Paalam’s victory came swift—one minute and 16 seconds into the second round—after Ukranian referee Pavlo Vasylynchuk stopped the fight after both boxers sustained forehead injuries following an accidental headbutt.

“He’s [Zoirov] tough, quick and he moved around a lot in the first round, we used the same strategy—we both measured each other,” Paalam, 23, said. “ But I was instructed by my coaches to pressure him and bring my game out.”

Disappointed with the decision, the Uzbek immediately left the Kokugikan Arena ring without the customary handshake with his opponent.

The referee decided both fighters were unfit to continue because of slight gash in their heads.
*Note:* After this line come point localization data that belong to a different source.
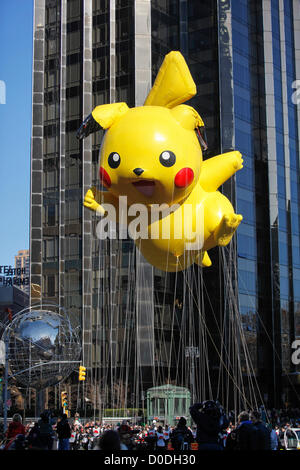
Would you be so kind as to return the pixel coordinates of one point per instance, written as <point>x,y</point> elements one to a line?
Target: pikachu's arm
<point>94,197</point>
<point>216,170</point>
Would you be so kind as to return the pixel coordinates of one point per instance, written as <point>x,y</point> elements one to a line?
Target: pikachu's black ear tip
<point>201,134</point>
<point>89,126</point>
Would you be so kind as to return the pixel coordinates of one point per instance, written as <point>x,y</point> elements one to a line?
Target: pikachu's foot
<point>226,228</point>
<point>203,260</point>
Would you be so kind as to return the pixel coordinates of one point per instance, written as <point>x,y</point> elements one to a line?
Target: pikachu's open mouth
<point>146,187</point>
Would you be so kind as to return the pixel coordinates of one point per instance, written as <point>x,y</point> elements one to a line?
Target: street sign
<point>2,353</point>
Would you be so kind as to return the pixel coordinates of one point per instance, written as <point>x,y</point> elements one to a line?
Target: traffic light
<point>64,399</point>
<point>82,372</point>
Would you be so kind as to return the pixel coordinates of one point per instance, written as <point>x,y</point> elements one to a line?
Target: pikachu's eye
<point>167,158</point>
<point>114,160</point>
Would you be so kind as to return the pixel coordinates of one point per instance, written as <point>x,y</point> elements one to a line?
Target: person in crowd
<point>245,432</point>
<point>64,433</point>
<point>167,432</point>
<point>110,441</point>
<point>211,421</point>
<point>261,433</point>
<point>181,437</point>
<point>15,428</point>
<point>231,443</point>
<point>125,433</point>
<point>160,439</point>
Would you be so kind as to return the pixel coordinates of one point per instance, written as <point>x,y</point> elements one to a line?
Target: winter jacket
<point>245,436</point>
<point>179,436</point>
<point>208,426</point>
<point>13,430</point>
<point>262,436</point>
<point>63,429</point>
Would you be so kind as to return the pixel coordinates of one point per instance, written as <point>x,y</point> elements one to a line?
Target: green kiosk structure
<point>167,403</point>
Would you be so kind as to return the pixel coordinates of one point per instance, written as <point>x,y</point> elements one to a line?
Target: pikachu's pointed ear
<point>190,119</point>
<point>102,117</point>
<point>173,85</point>
<point>187,116</point>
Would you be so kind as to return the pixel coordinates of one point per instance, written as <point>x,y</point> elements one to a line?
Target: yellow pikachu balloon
<point>152,156</point>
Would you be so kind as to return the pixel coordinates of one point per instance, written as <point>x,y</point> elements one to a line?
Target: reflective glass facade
<point>242,57</point>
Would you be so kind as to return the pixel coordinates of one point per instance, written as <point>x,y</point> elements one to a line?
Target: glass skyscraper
<point>244,58</point>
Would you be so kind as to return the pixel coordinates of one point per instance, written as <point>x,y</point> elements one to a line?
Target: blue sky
<point>16,20</point>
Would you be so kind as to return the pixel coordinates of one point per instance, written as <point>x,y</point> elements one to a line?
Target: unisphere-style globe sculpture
<point>43,348</point>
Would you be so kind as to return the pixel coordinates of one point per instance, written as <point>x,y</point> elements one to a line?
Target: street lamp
<point>192,352</point>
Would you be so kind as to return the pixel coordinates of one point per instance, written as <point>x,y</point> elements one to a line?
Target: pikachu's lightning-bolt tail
<point>173,85</point>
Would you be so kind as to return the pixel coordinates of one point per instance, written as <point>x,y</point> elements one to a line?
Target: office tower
<point>22,263</point>
<point>243,57</point>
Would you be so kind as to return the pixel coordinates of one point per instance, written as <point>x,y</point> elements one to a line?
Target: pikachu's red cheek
<point>104,177</point>
<point>184,178</point>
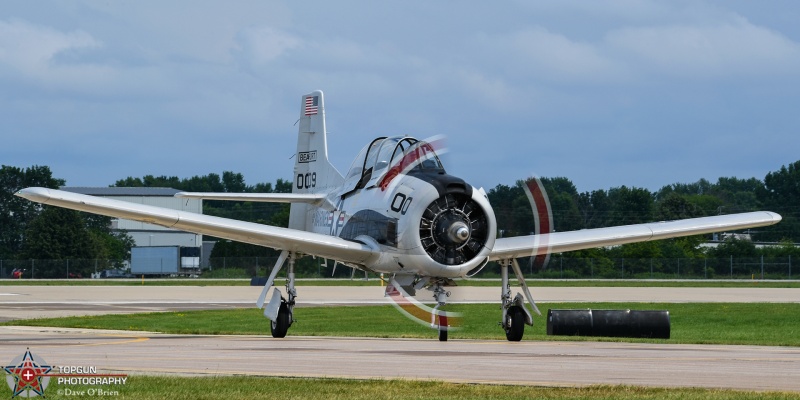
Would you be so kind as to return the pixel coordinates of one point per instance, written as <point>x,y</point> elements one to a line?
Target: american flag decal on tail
<point>311,105</point>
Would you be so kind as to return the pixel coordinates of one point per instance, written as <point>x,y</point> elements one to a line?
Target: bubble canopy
<point>398,152</point>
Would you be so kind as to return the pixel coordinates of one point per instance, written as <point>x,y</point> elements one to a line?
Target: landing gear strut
<point>280,310</point>
<point>515,316</point>
<point>439,321</point>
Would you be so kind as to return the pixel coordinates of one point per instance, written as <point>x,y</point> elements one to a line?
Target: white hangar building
<point>144,234</point>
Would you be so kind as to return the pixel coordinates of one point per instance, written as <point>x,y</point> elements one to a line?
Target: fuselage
<point>398,198</point>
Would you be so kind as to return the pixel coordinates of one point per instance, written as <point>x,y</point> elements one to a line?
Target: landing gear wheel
<point>281,324</point>
<point>515,324</point>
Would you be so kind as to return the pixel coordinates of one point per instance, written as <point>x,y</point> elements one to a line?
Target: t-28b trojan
<point>396,211</point>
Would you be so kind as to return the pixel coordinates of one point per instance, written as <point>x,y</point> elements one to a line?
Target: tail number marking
<point>400,203</point>
<point>307,180</point>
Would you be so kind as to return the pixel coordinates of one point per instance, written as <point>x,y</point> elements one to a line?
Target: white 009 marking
<point>307,180</point>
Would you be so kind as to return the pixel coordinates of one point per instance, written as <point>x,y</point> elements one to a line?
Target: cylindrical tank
<point>614,323</point>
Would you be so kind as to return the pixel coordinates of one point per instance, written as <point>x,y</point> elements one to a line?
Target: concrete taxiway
<point>533,363</point>
<point>20,302</point>
<point>497,362</point>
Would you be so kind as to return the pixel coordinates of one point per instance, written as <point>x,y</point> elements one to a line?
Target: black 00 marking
<point>307,180</point>
<point>400,203</point>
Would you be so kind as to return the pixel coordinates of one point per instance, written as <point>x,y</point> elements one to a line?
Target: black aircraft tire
<point>280,326</point>
<point>515,324</point>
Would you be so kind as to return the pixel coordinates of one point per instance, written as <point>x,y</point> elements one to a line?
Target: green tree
<point>781,194</point>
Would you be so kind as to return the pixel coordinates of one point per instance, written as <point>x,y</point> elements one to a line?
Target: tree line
<point>32,231</point>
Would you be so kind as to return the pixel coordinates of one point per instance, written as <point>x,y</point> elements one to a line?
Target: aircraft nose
<point>458,232</point>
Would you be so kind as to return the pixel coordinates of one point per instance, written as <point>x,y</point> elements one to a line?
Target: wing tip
<point>37,194</point>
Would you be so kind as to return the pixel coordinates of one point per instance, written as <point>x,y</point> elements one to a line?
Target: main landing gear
<point>439,320</point>
<point>515,315</point>
<point>280,310</point>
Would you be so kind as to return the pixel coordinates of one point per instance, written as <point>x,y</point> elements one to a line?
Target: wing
<point>264,235</point>
<point>557,242</point>
<point>315,198</point>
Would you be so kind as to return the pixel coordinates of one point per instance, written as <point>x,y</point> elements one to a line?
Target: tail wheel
<point>453,229</point>
<point>515,324</point>
<point>281,324</point>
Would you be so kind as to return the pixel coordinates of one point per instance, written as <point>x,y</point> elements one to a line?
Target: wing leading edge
<point>557,242</point>
<point>265,235</point>
<point>316,198</point>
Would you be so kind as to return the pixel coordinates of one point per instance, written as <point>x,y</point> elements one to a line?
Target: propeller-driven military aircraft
<point>397,212</point>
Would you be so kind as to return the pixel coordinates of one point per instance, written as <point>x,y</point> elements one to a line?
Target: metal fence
<point>558,268</point>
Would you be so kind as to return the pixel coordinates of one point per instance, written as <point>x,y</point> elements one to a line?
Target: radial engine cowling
<point>455,229</point>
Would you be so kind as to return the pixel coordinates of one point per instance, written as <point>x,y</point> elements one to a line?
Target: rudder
<point>313,172</point>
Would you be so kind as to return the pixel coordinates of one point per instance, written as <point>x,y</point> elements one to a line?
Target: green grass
<point>773,324</point>
<point>745,283</point>
<point>248,387</point>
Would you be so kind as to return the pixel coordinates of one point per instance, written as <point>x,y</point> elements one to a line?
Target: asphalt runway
<point>529,363</point>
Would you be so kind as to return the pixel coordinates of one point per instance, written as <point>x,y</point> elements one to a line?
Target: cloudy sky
<point>636,93</point>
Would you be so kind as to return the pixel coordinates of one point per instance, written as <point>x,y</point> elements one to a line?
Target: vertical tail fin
<point>313,173</point>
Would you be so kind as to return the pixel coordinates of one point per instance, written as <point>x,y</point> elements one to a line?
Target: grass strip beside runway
<point>243,387</point>
<point>740,283</point>
<point>769,324</point>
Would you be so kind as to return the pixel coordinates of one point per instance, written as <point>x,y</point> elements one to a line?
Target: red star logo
<point>28,375</point>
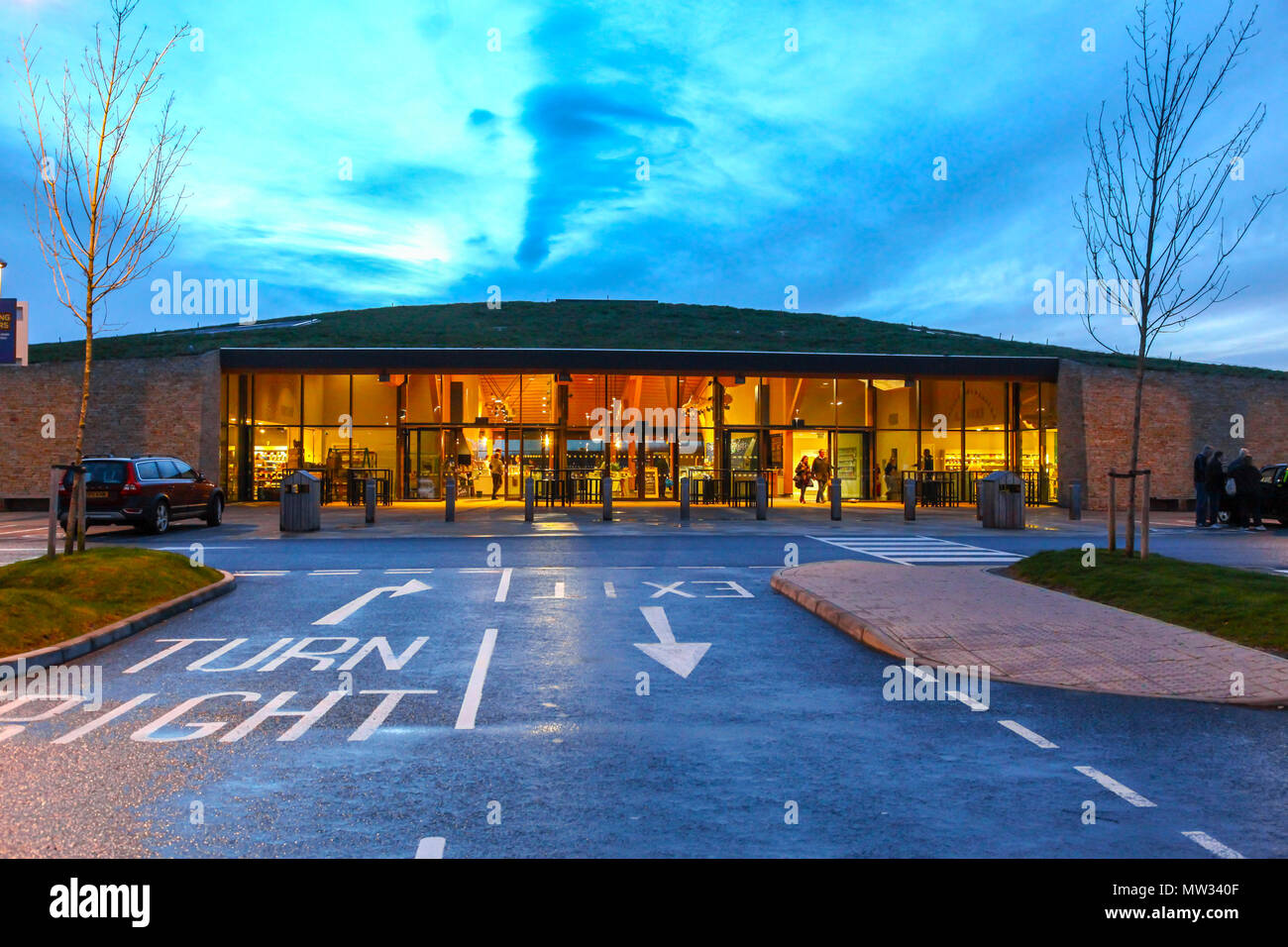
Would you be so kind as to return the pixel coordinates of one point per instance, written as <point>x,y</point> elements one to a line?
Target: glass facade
<point>489,433</point>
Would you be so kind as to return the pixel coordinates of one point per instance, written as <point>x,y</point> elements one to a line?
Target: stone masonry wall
<point>137,406</point>
<point>1180,414</point>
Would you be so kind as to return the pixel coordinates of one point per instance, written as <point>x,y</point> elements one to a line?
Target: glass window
<point>277,398</point>
<point>896,403</point>
<point>326,397</point>
<point>941,405</point>
<point>374,401</point>
<point>809,399</point>
<point>851,402</point>
<point>424,398</point>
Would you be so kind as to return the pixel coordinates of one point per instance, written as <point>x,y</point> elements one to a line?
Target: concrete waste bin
<point>1001,500</point>
<point>300,502</point>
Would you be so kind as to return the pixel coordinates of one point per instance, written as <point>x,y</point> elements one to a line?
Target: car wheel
<point>160,519</point>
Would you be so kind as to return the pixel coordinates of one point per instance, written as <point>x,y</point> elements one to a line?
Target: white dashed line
<point>1115,787</point>
<point>1037,740</point>
<point>432,847</point>
<point>475,690</point>
<point>1212,845</point>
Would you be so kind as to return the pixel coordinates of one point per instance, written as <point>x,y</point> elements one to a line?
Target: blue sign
<point>8,331</point>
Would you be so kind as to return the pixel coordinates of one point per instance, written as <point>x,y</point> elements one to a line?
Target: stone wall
<point>1180,414</point>
<point>137,406</point>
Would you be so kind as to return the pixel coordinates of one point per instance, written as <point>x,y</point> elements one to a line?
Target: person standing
<point>802,475</point>
<point>822,472</point>
<point>1247,484</point>
<point>1201,496</point>
<point>1214,483</point>
<point>497,468</point>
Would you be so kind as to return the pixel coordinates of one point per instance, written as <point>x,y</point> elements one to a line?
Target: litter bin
<point>1001,500</point>
<point>300,502</point>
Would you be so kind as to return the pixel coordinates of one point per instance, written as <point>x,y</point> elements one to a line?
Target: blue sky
<point>767,167</point>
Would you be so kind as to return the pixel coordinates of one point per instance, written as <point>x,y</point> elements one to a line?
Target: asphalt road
<point>523,725</point>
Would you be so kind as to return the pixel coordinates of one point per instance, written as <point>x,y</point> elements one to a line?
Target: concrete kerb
<point>132,625</point>
<point>879,638</point>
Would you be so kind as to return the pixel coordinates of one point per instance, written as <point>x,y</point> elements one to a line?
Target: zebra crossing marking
<point>919,551</point>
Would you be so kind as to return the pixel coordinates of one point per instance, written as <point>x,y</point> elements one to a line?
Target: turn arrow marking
<point>343,612</point>
<point>677,656</point>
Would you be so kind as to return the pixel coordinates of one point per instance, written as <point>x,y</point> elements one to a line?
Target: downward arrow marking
<point>677,656</point>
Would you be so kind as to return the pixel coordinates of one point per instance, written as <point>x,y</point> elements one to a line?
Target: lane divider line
<point>475,690</point>
<point>1212,845</point>
<point>1035,738</point>
<point>1115,787</point>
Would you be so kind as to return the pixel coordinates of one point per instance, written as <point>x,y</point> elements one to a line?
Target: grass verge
<point>46,600</point>
<point>1236,604</point>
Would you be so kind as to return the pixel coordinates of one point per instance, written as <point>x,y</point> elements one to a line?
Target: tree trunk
<point>1134,447</point>
<point>75,523</point>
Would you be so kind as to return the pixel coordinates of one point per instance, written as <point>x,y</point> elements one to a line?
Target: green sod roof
<point>592,324</point>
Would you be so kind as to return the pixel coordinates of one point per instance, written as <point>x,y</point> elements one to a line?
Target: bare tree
<point>104,205</point>
<point>1151,209</point>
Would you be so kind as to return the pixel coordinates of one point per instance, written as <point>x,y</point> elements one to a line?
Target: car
<point>149,492</point>
<point>1274,497</point>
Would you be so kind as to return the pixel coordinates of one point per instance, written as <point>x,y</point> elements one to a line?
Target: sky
<point>518,165</point>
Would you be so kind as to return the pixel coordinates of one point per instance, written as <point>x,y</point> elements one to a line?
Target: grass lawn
<point>46,600</point>
<point>1236,604</point>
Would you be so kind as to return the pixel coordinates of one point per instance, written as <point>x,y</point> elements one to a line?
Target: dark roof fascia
<point>645,361</point>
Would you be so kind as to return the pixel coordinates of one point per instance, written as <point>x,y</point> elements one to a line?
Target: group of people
<point>819,471</point>
<point>1240,482</point>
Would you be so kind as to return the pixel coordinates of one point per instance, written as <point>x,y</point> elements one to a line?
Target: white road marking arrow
<point>681,657</point>
<point>343,612</point>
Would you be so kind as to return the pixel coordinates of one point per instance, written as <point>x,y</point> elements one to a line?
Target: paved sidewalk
<point>1026,634</point>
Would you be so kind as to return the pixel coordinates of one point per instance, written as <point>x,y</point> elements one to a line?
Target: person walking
<point>1201,495</point>
<point>802,475</point>
<point>497,470</point>
<point>822,472</point>
<point>1247,486</point>
<point>1214,483</point>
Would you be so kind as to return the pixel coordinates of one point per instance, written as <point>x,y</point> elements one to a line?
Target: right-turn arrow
<point>681,657</point>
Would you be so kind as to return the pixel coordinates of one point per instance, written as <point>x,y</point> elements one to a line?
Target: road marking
<point>1115,787</point>
<point>343,612</point>
<point>1212,845</point>
<point>430,847</point>
<point>475,690</point>
<point>677,656</point>
<point>1037,740</point>
<point>917,551</point>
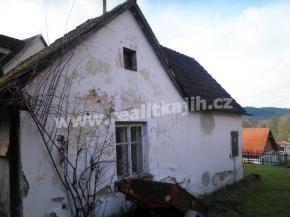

Paalam was ahead on points at the time of stoppage, 20-19, on four judges and a tied 19-19 score in the fifth for a 4-0 win.

Zoirov appeared to be dictating the bout’s tempo in the first round but with Paalam connecting with his jabs and crosses, the Uzbek dropped his rhythm and occasionally missed his footing.

Paalam won the first round in all of the five judges’ scorecards, setting him up for a dominant second round.

“It was a wait-and-attack tactic,” coach Ronald Chavez said. “We told Carlo to wait for the right time, while defending occasionally attacking.”

Don Abnett, the boxing team’s Australian consultant, said Paalam was tasked to win the first round and take it from there.

“We went for the Uzbek’s chest and not much on the head,” Abnett said. “If he got hurt, that’s the time to follow through on the head.”

Paalam knew he was up against a boxer with packed credentials—gold medals at the Rio 2016 Olympics, 2018 world championships in Russia and 2021 Asian championships in Dubai.

“I used to watch him [Zoirov] on YouTube when I was younger,” Paalam said. “Now, I just fought and beat him.”

The fighter from Cagayan de Oro City, owner of a gold from the Philippines 2019 Southeast Asian Games and bronze from the Jakarta 2018 Asian Games,  was also aware that he’s the underdog in the fight.

“I knew—and many told me—that my chances against Zoirov was 50-50,” he said. “But I was inspired to fight, thanks to the Lord and the support that I have been receiving here.”

Paalam advancing to the semifinals equates to at least P6 million in total incentives—P2 million under the Athletes and Coaches Incentives Act through the Philippine Sports Commission chaired by William Ramirez and another P2 million each from San Miguel Corp. (Ramon S. Ang) and Smart/PLDT (Manuel V. Pangilinan).

Next for Paalam is Japanese Ryomei Tanaka, who advanced to the semifinals at the expense of Colombia’s Rivas Martinez, 4-1. The Japanese, however, was so drained from the fight that he left the arena in a wheelchair.

The Paalam-Tanaka match is set at 3:30 p.m. (Manila time) on Thursday.